TOKYO ⇔ SAIGON そしてたくさんの街へ

東京とサイゴン、そして、いろいろな街を巡ります。

イメージとエピソード

2008-08-03 | Weblog

大事な娘の最後の記憶。

父のケアハウスに二人で一緒に行ったあの冬の夜。

娘は誕生日に買ってあげたばかりのコートを着ていて、ケアハウスの鏡に映しながら言った。「おかあさん、今度の休みに一緒にマフラー買いに行ってくれる?このコートに合うマフラーが欲しい。マフラーぐらい自分で買うからさ」

そのとき鏡に映った娘の姿、声、顔。

それだけは、絶対に忘れない、忘れたくない。

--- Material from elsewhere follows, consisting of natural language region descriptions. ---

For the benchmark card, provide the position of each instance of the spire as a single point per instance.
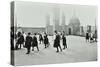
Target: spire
(47, 20)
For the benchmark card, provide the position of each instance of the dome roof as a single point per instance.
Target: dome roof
(74, 21)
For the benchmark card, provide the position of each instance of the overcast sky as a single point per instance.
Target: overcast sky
(30, 14)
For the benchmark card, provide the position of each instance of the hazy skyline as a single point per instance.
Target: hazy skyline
(30, 14)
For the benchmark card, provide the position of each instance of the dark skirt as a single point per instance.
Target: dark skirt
(46, 41)
(87, 37)
(34, 44)
(27, 44)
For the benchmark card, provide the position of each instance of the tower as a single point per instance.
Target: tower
(56, 18)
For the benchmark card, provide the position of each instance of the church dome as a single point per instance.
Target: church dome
(74, 21)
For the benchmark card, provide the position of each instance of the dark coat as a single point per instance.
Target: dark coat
(40, 38)
(46, 39)
(57, 41)
(28, 41)
(87, 36)
(20, 39)
(64, 40)
(34, 42)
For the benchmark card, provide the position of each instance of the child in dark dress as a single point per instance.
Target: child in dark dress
(64, 40)
(34, 42)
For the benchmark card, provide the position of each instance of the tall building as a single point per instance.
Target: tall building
(56, 18)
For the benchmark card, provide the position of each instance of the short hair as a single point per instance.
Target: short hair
(29, 33)
(34, 33)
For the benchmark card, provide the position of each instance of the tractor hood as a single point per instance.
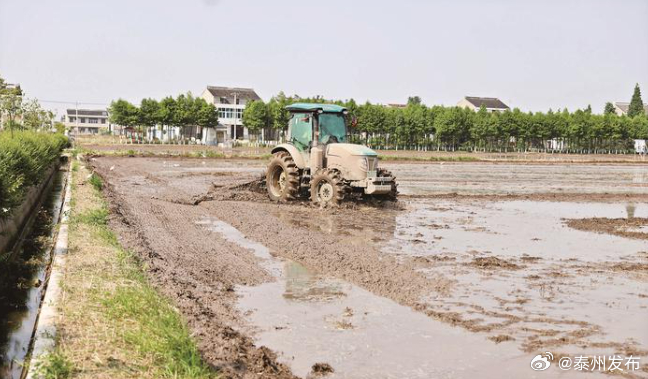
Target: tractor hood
(353, 161)
(347, 149)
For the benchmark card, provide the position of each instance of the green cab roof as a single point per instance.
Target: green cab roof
(314, 107)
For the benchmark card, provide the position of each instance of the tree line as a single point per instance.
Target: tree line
(20, 113)
(185, 111)
(416, 126)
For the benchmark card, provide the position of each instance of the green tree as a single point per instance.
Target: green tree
(609, 108)
(636, 104)
(150, 114)
(11, 107)
(167, 114)
(414, 100)
(124, 113)
(255, 116)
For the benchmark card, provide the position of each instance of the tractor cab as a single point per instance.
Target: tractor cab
(308, 120)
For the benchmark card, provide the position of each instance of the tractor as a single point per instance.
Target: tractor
(318, 161)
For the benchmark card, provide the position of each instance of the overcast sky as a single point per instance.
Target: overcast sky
(532, 54)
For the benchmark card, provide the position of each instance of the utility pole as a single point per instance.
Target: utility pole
(235, 111)
(76, 117)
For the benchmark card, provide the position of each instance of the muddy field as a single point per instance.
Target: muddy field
(472, 273)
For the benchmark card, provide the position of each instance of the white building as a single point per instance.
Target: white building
(622, 108)
(86, 121)
(492, 104)
(230, 102)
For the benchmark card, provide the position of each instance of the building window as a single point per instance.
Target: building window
(226, 113)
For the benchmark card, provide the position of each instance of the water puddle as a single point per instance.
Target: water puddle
(21, 278)
(309, 319)
(503, 178)
(522, 272)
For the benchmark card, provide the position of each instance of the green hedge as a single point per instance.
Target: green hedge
(24, 158)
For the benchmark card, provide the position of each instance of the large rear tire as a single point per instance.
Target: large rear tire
(282, 177)
(327, 187)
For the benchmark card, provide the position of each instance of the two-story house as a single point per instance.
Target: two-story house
(86, 121)
(230, 102)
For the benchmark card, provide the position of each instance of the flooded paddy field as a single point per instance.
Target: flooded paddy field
(476, 269)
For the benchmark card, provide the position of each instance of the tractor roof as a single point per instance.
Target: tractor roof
(314, 107)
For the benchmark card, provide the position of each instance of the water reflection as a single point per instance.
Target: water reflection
(630, 209)
(21, 277)
(302, 285)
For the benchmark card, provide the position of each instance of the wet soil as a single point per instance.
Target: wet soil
(510, 271)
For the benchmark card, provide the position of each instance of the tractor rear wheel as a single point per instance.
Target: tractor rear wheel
(282, 177)
(327, 187)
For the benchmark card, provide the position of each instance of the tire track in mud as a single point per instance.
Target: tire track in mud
(198, 272)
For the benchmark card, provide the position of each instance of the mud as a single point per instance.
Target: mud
(512, 274)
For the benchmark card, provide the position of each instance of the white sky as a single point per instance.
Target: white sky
(533, 54)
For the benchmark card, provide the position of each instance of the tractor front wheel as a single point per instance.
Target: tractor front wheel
(282, 177)
(327, 187)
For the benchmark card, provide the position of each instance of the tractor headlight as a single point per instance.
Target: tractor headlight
(364, 164)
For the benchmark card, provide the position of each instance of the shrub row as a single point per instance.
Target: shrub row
(24, 158)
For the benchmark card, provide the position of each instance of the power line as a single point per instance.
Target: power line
(70, 102)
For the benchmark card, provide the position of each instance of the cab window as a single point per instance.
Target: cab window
(332, 127)
(301, 130)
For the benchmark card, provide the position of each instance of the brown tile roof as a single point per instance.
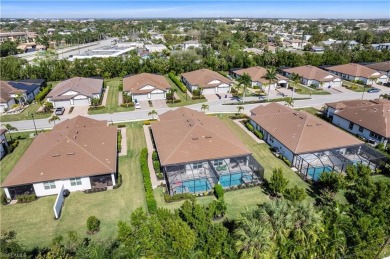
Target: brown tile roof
(257, 74)
(134, 84)
(380, 66)
(82, 85)
(373, 115)
(302, 132)
(6, 89)
(203, 77)
(74, 148)
(355, 70)
(312, 73)
(189, 139)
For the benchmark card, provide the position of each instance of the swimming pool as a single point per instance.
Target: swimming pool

そう思っていたのだが、年々そのリアリティは弱くなってゆく。それを思い出すには、その日の天気、気温、行動…そのように左脳で辿ってゆかねば、イメージとして右脳に描き出せない。大事な大事な、自分の娘の記憶ですら…。

あの頃はデジカメがなかった。記憶を一瞬でイメージに変える方法が、まだなかった。だから左脳で、海馬からとっくに無意識に行ってしまった脳の中の記憶を辿ってから、右脳のイメージに移動させているのだ。娘の記憶を。

今はデジカメがある。写真を右脳で見て「はて、これはなんだったっけかな?」と左脳に移動し、エピソードを思い出す。娘といた時代にデジカメがあれば、もっともっと娘との思い出、エピソードを、リアリティ持って思い出すことができただろうに。

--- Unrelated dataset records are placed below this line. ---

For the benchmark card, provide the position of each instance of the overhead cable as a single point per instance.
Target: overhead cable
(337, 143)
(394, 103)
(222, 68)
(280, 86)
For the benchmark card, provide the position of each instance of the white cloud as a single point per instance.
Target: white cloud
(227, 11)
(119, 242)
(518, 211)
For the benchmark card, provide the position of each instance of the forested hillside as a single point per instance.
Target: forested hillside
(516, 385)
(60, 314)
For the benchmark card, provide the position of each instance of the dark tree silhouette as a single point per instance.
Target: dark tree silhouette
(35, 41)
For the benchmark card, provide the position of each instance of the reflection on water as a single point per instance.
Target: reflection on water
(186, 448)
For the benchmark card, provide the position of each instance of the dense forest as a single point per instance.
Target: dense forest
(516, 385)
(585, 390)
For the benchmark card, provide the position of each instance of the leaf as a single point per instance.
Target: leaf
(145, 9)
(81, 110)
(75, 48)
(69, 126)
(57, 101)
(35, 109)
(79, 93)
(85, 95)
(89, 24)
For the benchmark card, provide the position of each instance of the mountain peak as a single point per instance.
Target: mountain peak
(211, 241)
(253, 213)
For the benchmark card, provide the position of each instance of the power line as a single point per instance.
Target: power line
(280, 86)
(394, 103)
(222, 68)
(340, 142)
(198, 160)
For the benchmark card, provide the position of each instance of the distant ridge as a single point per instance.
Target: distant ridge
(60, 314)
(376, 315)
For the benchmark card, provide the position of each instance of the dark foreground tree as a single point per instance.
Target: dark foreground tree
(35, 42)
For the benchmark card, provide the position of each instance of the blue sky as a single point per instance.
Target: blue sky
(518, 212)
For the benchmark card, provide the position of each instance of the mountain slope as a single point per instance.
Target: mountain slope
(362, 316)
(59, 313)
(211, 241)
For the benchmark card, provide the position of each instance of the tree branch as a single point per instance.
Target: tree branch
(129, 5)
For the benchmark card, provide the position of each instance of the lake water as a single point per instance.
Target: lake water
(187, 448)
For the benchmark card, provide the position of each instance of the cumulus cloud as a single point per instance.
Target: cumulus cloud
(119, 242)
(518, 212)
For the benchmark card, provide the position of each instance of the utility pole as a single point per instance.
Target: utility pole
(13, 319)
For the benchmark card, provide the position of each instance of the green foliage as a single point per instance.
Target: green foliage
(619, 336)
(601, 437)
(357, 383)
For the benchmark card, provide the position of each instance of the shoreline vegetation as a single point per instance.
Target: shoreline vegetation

この写真のイメージには、忘れたくないエピソードが詰まっている。10代から今までの、大事な人とのかすかな儚いエピソードの連鎖。この写真は、数十年のすでに消えかけたイメージをも想起せる。奇跡の冬の日。

わたしがもしアルツになっても、きっとこの写真を見れば思い出す。あの日の永遠、あの日の純粋、あの日の確信、あの日の真実、そして温もりを。

リアリティのなかに永遠はない。だが、イメージには消えない永遠が残る。